NASA Discovery Nearly Doubles Number of Alien Worlds

Call it payday for planet hunters. The Kepler space telescope mission has detected 26 previously unknown planets orbiting their suns in 11 new planetary systems, NASA's Ames Research Center announced on Thursday.

The discoveries nearly double the number of known alien worlds - or "exoplanets," as astronomers call them.

"Prior to the Kepler mission, we knew of perhaps 500 exoplanets across the whole sky," Doug Hudgins, a Kepler program scientist at NASA Headquarters in Washington, D.C., said in a written statement. "Now, in just two years staring at a patch of sky not much bigger than your fist, Kepler has discovered more than 60 planets and more than 2,300 planet candidates."

The findings show that our Milky Way galaxy is "positively loaded with planets of all sizes and orbits," Hudgins said.

And the list is likely to keep growing. The number of exoplanets confirmed by the Kepler mission now stands at 61, with an additional 2,326 planets not yet confirmed, MSBC reported. All told, more than 700 planets have been found outside our solar system.
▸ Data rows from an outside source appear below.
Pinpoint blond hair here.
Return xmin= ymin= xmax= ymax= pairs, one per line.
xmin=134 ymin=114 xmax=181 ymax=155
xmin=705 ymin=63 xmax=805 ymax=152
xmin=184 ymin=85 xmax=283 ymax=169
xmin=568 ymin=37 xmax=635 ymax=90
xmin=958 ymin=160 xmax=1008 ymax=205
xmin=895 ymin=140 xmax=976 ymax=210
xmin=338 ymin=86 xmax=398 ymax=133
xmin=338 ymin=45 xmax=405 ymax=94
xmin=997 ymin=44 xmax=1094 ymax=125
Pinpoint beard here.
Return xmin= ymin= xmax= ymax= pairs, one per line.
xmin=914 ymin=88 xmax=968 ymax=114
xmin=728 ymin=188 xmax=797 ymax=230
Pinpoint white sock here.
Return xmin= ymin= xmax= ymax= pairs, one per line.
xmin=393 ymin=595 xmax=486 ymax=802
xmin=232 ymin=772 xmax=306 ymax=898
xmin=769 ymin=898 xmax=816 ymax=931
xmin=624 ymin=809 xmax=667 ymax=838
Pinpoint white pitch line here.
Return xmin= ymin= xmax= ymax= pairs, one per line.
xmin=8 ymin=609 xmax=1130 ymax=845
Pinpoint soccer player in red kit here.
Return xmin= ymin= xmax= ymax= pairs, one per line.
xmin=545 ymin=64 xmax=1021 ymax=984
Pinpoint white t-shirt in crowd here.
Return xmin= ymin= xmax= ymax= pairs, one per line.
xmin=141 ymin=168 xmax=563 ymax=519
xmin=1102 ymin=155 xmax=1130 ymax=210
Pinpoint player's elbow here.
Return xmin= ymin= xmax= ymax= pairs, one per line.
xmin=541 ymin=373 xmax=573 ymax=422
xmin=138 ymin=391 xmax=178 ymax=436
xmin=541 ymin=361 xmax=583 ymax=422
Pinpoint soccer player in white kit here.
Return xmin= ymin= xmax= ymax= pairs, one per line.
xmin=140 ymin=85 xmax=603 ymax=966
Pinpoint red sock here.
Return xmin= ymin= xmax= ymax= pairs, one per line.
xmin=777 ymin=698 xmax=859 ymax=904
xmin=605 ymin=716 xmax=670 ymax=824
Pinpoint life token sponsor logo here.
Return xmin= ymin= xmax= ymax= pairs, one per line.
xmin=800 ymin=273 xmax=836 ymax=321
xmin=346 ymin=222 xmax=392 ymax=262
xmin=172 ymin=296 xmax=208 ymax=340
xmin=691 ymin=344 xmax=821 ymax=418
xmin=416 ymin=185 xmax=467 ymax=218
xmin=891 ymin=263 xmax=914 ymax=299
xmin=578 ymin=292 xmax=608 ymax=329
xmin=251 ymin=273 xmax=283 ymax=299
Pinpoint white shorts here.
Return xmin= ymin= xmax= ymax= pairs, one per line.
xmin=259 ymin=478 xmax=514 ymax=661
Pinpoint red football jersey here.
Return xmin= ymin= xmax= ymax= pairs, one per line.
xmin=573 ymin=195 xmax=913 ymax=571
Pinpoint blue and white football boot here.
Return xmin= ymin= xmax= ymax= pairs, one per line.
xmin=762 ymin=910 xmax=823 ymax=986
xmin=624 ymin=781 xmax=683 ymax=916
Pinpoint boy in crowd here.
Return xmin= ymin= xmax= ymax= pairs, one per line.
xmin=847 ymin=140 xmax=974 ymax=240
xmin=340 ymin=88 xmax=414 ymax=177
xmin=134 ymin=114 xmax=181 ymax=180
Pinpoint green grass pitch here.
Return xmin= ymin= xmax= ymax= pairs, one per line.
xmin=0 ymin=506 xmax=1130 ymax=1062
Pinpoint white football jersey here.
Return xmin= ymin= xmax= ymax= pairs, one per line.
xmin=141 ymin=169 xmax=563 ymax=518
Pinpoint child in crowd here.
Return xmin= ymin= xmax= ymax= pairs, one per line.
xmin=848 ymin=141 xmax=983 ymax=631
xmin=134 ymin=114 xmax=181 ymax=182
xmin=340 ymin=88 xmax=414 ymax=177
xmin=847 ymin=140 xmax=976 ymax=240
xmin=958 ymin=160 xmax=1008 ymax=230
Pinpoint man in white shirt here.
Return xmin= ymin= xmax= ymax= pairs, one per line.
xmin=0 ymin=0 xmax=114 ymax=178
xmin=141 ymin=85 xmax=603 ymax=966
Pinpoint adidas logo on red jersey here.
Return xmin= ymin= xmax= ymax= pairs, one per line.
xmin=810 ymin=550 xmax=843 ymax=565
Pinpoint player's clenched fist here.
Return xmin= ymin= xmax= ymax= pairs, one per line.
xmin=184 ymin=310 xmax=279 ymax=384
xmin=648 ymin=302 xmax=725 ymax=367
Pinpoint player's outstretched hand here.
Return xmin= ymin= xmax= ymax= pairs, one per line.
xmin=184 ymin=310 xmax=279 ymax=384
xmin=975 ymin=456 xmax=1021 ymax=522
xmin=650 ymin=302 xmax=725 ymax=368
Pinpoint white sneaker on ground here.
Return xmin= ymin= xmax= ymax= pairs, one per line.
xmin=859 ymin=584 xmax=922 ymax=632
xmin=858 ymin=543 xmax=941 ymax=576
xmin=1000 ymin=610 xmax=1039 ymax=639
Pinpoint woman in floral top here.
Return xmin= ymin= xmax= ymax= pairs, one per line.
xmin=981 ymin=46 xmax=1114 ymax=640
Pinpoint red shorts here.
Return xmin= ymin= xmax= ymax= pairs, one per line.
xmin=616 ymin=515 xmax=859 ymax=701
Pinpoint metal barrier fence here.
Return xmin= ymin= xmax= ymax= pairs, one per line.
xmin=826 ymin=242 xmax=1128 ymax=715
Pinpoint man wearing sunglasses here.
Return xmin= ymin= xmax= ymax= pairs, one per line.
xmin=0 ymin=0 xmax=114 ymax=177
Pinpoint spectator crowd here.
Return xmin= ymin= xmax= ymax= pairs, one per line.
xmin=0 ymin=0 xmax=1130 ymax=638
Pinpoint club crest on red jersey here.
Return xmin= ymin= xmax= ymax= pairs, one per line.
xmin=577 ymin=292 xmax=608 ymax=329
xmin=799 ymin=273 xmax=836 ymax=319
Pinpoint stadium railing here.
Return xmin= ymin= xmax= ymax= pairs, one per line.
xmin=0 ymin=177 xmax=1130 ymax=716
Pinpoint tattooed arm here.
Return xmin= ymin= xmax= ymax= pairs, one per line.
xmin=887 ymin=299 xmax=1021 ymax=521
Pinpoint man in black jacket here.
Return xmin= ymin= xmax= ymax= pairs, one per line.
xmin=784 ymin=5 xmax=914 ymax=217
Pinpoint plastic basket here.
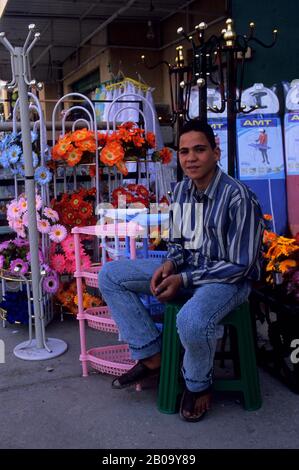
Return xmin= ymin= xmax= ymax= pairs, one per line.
xmin=87 ymin=344 xmax=136 ymax=376
xmin=84 ymin=264 xmax=102 ymax=287
xmin=84 ymin=306 xmax=118 ymax=333
xmin=148 ymin=250 xmax=167 ymax=259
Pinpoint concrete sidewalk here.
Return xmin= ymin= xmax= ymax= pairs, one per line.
xmin=0 ymin=316 xmax=299 ymax=449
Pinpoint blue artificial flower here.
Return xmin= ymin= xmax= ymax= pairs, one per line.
xmin=44 ymin=146 xmax=51 ymax=162
xmin=7 ymin=145 xmax=22 ymax=163
xmin=16 ymin=163 xmax=25 ymax=177
xmin=34 ymin=166 xmax=52 ymax=185
xmin=32 ymin=152 xmax=39 ymax=168
xmin=31 ymin=131 xmax=38 ymax=143
xmin=0 ymin=288 xmax=29 ymax=325
xmin=10 ymin=165 xmax=19 ymax=176
xmin=0 ymin=150 xmax=10 ymax=168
The newly discovered planets vary in size, with some only about 1.5 times the size of Earth and others bigger than Jupiter, Discovery.com reported. It's unclear whether the planets have rocky surfaces like those in Earth or Mars or if they are gaseous planets, like Neptune.

Because the planets have tight orbits around their stars, none is believed to be conducive to life. But astronomers were out of this world with enthusiasm for the findings. As Dimitar D. Sasselov, a professor of astronomy at Harvard University, told MSNBC, "There is more diversity out there than our limited imaginations could come up with, which is good."

The discoveries are described in four separate papers published in The Astrophysical Journal.